Lieutenant Governor of Corrientes In office (1636) (1640) (1647–1648)
- Preceded by: Juan de Avedaño
- Succeeded by: Juan de Vargas Machuca

Lieutenant Governor of Santa Fe
- In office 1641–1641
- Preceded by: Bernabé de Garay
- Succeeded by: Diego de las Casas

Alcalde de la Hermandad of Buenos Aires
- In office 1629–1630
- Preceded by: ?
- Succeeded by: ?

Personal details
- Born: Amador Báez de Alpoim y Cabral de Melo 1602 Buenos Aires, Viceroyalty of Peru
- Died: 1652 (aged 49–50) Buenos Aires, Viceroyalty of Peru
- Spouse: Ana Romero de Santa Cruz

Military service
- Allegiance: Spanish Empire
- Branch/service: Spanish Army
- Years of service: 1618–1652
- Rank: General
- Unit: Fuerte de Buenos Aires

= Amador Báez de Alpoim, General =

Spanish army officer and politician

Amador Báez de Alpoim (1602–1652) was a Spanish army officer and politician, who served during the Viceroyalty of Peru as alcalde of Buenos Aires and Lieutenant Governor of Corrientes and Santa Fe (Argentina).

== Biography ==

He was born in Buenos Aires, son of Amador Vaz de Alpoim and Margarita Cabral de Melo, belonging to a family of Portuguese nobility established in the city. His parents had arrived in the Río de la Plata in the expedition of Diego Rodriguez de Valdés from Rio de Janeiro, where they had lived for some time.
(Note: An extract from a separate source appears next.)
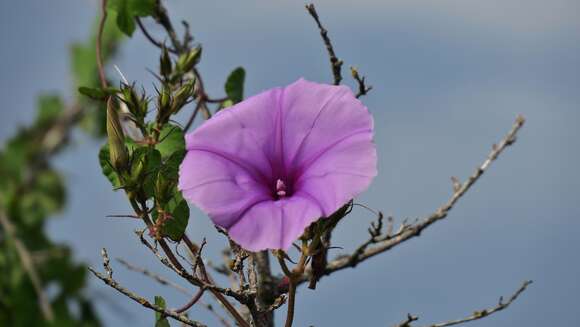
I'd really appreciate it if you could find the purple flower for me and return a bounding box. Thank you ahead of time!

He probably did his studies in El Colegio de los Jesuítas, located in front of the Fort of Buenos Aires.

Amador Báez de Alpoim held some high positions of government during the colonial period of Argentina. In 1629, he was appointed Alcalde de la hermandad, performing in the suburban areas of the province of Buenos Aires. In 1636 Alpoin bought in Potosí the title of Alférez Real, an honorary position in which the alferez carried the Royal Standard in the days of festival and in the official ceremonies, especially in the day of Saint Martin of Tours.

He had an active participation in the area of the Argentine Littoral. He was appointed as Lieutenant Governor of Santa Fé in 1640, and also he served for several periods in Corrientes Province.

In 1636 the General Amador Báez de Alpoim, led expeditions against the tribes of Serranos (inhabitants of sierra de Tandil), who had attacked the tribes Pampas (inhabited the plain).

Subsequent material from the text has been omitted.